The map below illustrates how the sale prices distributes spatially, which is one of basis for finding predictors. It is also a justification for possible spatial autocorrelations, since high prices tend to cluster together and low prices tend to cluster together.
According to the histograms below, sales prices do not form a normal distributiuon, which does not meet the requirements of OLS regression. Therefore, we use log transformed value of sale prices, which distribute normally, as dependent variable.
The justifications of some independent variables are shown below.

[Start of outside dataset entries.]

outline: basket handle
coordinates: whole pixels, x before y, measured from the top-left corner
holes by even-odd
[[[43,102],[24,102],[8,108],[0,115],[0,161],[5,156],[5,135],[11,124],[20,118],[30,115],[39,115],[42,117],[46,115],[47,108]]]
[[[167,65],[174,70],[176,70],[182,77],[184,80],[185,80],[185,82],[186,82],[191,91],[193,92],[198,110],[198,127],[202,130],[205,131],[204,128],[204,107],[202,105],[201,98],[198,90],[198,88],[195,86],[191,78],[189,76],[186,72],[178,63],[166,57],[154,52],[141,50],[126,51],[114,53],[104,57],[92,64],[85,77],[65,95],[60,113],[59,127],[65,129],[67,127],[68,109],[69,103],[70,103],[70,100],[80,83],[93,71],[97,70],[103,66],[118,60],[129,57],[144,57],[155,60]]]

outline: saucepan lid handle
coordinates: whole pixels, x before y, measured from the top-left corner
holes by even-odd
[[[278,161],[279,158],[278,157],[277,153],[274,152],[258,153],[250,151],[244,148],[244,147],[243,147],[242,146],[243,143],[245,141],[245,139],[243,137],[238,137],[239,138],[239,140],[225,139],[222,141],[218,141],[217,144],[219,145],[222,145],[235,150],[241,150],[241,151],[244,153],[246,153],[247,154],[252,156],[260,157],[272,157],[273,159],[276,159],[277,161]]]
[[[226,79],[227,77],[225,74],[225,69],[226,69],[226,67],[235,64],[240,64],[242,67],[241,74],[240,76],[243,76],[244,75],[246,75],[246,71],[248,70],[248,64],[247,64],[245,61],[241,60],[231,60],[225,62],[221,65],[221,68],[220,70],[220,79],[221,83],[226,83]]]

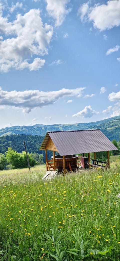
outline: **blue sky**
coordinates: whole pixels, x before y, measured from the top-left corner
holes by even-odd
[[[0,128],[120,115],[120,0],[0,0]]]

Refer to the previous sales price map, houses close to more restaurants are more expensive. People are more likely to pay for better amenities.
According to the map above, houses close to non-public schools have higher value. People are more likely to pay for better school quality.
Sales Price by Neighborhood
According to the map above, houses locate in west and north neighborhood are generally more expensive. Similar housing prices are more likely to cluster together.
The scatterplot above illustrates housing price are correlated with road density. Houses with better connectivity or accessibility are generally more expensive.
According to the boxplot above, different exterior finishes correlates with housing prices.
As mentioned before, the final model is selected after iterative feeding different variables into the calculation and observing the changes in the overall goodness of fit and generalizability.
The overall goodness of fit is judged by the adjusted R-squared of the final model, the percentage of the variations in home prices captured by the model, calculated based on the home sales prices in sample data.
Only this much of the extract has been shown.